La conférence de clôture, animée par le Professeur Mamadou Dramé, Assesseur de la FASTEF, s’est tenue en présence du parrain de cette édition, Dr Lamine Sané, Directeur général de l’Agence nationale de la recherche scientifique appliquée (ANRSA), du président de l’Amicale des étudiants, M. Omar Diop, ainsi que d’enseignants-chercheurs, d’étudiants et de nombreux invités.
Dans son intervention, le Professeur Mamadou Dramé a rappelé que les 48 heures de la FASTEF constituent un rendez-vous majeur de la vie universitaire, alliant réflexion académique, échanges scientifiques et renforcement des liens entre les différentes composantes de la faculté.
« Ces journées sont des moments de réflexion sur les pratiques enseignantes et les missions de formation qui sont au cœur de notre vocation. Elles sont également des espaces de convivialité où étudiants, enseignants, formateurs et partenaires se retrouvent autour d’activités sportives, culturelles et intellectuelles. Elles traduisent notre volonté de consolider l’esprit de famille qui caractérise la FASTEF », a-t-il déclaré.
Le conférencier a rendu un vibrant hommage au parrain de cette édition, le Directeur général de l’ANRSA, estimant que son parcours académique et professionnel constitue une véritable source d’inspiration pour les futurs enseignants.
« Le Dr Lamine Sané représente un modèle de rigueur, d’excellence et d’engagement scientifique. Nous sommes honorés qu’il ait accepté de parrainer cette édition et de partager son expérience avec nos étudiants. Son parcours illustre le type de citoyen et de chercheur que notre pays souhaite promouvoir », a affirmé le Professeur Dramé.
Abordant le thème central de la conférence, le Professeur Dramé a expliqué que l’intégration progressive de l’intelligence artificielle dans les systèmes éducatifs impose une réflexion approfondie sur ses implications pédagogiques, scientifiques et éthiques.
Selon lui, la FASTEF, en tant qu’institution chargée de former les enseignants et les corps de contrôle de l’éducation, doit jouer un rôle moteur dans l’accompagnement de cette mutation technologique.
« Avec les initiatives engagées pour intégrer l’intelligence artificielle dans l’éducation, notre faculté a une responsabilité particulière. Nous devons préparer les futurs enseignants à maîtriser ces nouveaux outils tout en les sensibilisant aux exigences éthiques qui encadrent leur utilisation », a-t-il indiqué.
Le spécialiste a insisté sur le fait que l’intelligence artificielle ne saurait remplacer l’enseignant, dont le rôle demeure irremplaçable dans la transmission des savoirs, l’accompagnement des apprenants et le développement de l’esprit critique.

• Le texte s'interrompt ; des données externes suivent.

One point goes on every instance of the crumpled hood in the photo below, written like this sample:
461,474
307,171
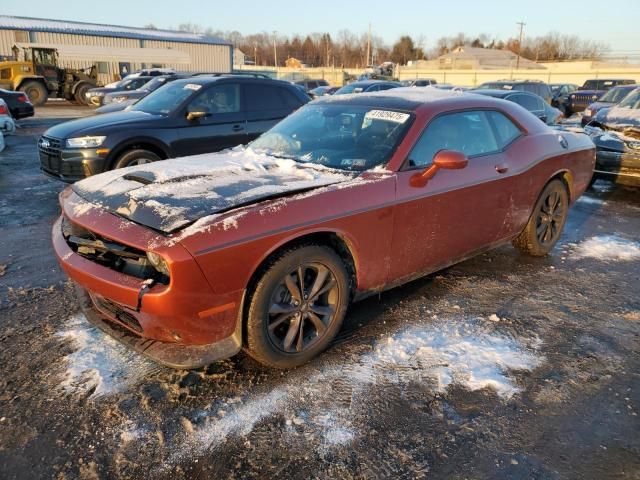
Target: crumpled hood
171,194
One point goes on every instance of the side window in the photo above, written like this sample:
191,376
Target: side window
466,132
288,98
263,97
217,99
527,101
505,129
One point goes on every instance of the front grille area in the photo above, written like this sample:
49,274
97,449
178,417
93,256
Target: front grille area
50,149
109,253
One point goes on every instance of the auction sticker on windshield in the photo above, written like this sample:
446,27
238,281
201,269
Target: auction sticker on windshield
387,115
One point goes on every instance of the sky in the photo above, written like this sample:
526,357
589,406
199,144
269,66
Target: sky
589,19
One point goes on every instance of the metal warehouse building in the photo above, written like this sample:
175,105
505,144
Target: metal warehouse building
116,49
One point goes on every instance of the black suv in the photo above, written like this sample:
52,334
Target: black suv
532,86
591,91
195,115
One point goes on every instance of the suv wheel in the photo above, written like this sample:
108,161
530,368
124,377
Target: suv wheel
136,157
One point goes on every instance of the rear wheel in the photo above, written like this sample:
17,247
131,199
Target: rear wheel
36,92
297,307
546,222
135,157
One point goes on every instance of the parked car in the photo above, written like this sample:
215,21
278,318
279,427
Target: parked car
610,98
368,86
309,85
591,91
18,104
95,96
152,72
533,103
616,134
264,248
560,95
151,86
186,117
532,86
419,82
7,125
321,91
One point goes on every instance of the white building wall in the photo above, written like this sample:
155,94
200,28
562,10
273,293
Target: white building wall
204,57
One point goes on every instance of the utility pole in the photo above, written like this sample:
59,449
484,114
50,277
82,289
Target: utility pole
367,63
275,50
522,24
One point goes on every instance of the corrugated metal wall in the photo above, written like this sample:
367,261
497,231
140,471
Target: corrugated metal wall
204,57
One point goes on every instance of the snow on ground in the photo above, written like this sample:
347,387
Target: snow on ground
591,200
466,352
607,247
100,365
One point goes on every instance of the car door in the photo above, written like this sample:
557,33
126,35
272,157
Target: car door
457,212
265,105
224,126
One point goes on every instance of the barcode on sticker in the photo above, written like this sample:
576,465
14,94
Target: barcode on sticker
387,115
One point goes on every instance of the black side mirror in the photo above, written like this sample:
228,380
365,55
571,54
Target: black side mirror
197,114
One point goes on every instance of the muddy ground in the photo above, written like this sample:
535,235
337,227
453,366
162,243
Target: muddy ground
500,367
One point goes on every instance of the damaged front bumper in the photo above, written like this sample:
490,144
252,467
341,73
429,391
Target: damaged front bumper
181,324
169,354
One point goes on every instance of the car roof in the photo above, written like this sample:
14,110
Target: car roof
494,92
401,98
364,83
206,79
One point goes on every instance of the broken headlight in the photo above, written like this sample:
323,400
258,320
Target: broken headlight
158,263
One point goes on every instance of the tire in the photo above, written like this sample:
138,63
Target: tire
135,157
36,92
81,90
286,329
546,221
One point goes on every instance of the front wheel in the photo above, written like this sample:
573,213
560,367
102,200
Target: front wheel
297,307
546,222
36,92
136,157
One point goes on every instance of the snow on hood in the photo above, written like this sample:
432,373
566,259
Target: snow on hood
171,194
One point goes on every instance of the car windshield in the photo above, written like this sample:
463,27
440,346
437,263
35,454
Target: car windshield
346,137
615,95
165,100
631,101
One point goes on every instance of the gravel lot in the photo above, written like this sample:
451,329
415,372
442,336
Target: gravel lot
500,367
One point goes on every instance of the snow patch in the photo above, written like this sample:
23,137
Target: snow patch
465,352
607,247
100,365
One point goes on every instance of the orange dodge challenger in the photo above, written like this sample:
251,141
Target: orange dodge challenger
264,247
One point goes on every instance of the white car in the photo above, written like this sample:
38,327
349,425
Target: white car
7,124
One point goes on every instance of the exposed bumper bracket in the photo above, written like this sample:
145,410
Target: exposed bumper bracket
170,354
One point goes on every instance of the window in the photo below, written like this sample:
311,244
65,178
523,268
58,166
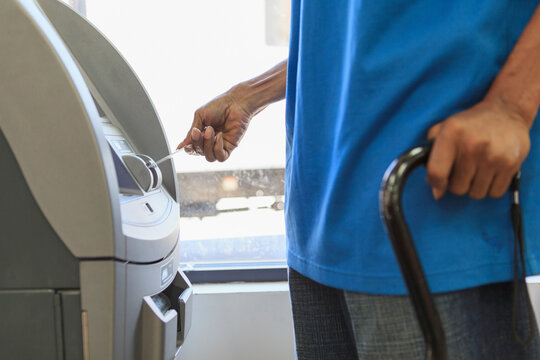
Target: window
185,53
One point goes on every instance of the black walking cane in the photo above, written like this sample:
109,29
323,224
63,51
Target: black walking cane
411,268
398,231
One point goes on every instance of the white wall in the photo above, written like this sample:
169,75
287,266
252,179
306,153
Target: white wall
240,322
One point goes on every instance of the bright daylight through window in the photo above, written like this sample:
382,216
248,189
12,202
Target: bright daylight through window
186,53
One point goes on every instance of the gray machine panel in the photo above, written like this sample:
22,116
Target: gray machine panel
30,329
131,106
96,248
51,123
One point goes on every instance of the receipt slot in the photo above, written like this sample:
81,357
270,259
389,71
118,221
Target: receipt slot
89,223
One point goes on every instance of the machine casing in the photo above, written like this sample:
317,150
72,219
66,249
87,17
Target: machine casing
88,257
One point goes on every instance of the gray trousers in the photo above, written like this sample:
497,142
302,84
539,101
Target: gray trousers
336,324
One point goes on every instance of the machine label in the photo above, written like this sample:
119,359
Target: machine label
167,272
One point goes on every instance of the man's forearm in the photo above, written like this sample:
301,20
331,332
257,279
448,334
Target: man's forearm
267,88
518,82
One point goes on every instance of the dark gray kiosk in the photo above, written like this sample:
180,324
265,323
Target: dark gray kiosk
89,224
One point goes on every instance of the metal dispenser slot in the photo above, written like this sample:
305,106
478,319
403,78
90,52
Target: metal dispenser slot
166,320
144,170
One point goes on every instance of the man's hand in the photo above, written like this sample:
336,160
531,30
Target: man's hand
217,128
478,151
219,125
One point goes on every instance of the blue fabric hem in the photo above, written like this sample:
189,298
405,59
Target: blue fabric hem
394,285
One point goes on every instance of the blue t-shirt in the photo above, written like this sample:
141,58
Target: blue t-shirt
366,80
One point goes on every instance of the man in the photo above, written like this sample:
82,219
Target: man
365,81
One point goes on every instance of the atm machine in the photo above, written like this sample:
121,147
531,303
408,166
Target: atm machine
89,224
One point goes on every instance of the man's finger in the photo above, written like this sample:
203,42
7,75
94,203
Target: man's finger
434,131
219,150
184,143
461,177
209,138
440,164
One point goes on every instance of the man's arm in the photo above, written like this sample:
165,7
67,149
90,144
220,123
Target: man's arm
219,125
478,151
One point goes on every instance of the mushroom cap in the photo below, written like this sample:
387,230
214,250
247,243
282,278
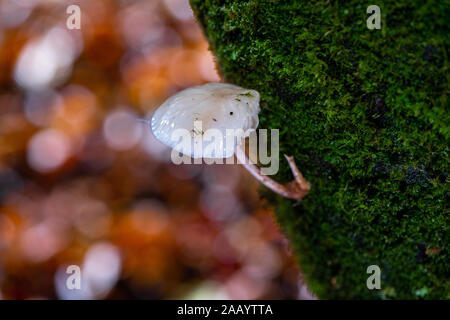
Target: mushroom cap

« L’intelligence artificielle doit rester un outil au service de l’enseignant. Elle ne doit en aucun cas se substituer à lui. La responsabilité pédagogique demeure celle de l’enseignant, qui doit utiliser ces technologies avec discernement, esprit critique et sens de l’éthique », a-t-il soutenu.
Le Professeur Dramé a également plaidé pour une évolution des contenus de formation afin que les futurs enseignants développent les compétences nécessaires à une utilisation responsable et efficace de l’intelligence artificielle.
Il a souligné que la révolution numérique impose une adaptation continue des pratiques pédagogiques et des curricula de formation, afin de garantir une école capable de répondre aux défis du XXIe siècle.
Pour lui, la maîtrise de l’intelligence artificielle ne constitue plus une option, mais une compétence essentielle pour les enseignants appelés à évoluer dans un environnement éducatif en pleine transformation.
Cette cérémonie de clôture a mis fin à deux journées riches en conférences, débats, compétitions sportives, activités culturelles et moments de partage entre les membres de la communauté universitaire.
À travers cette édition consacrée à l’intelligence artificielle, la FASTEF réaffirme son ambition de contribuer activement à la modernisation du système éducatif sénégalais en préparant des enseignants capables d’intégrer les innovations technologiques tout en préservant les valeurs éthiques et pédagogiques qui fondent la mission éducative.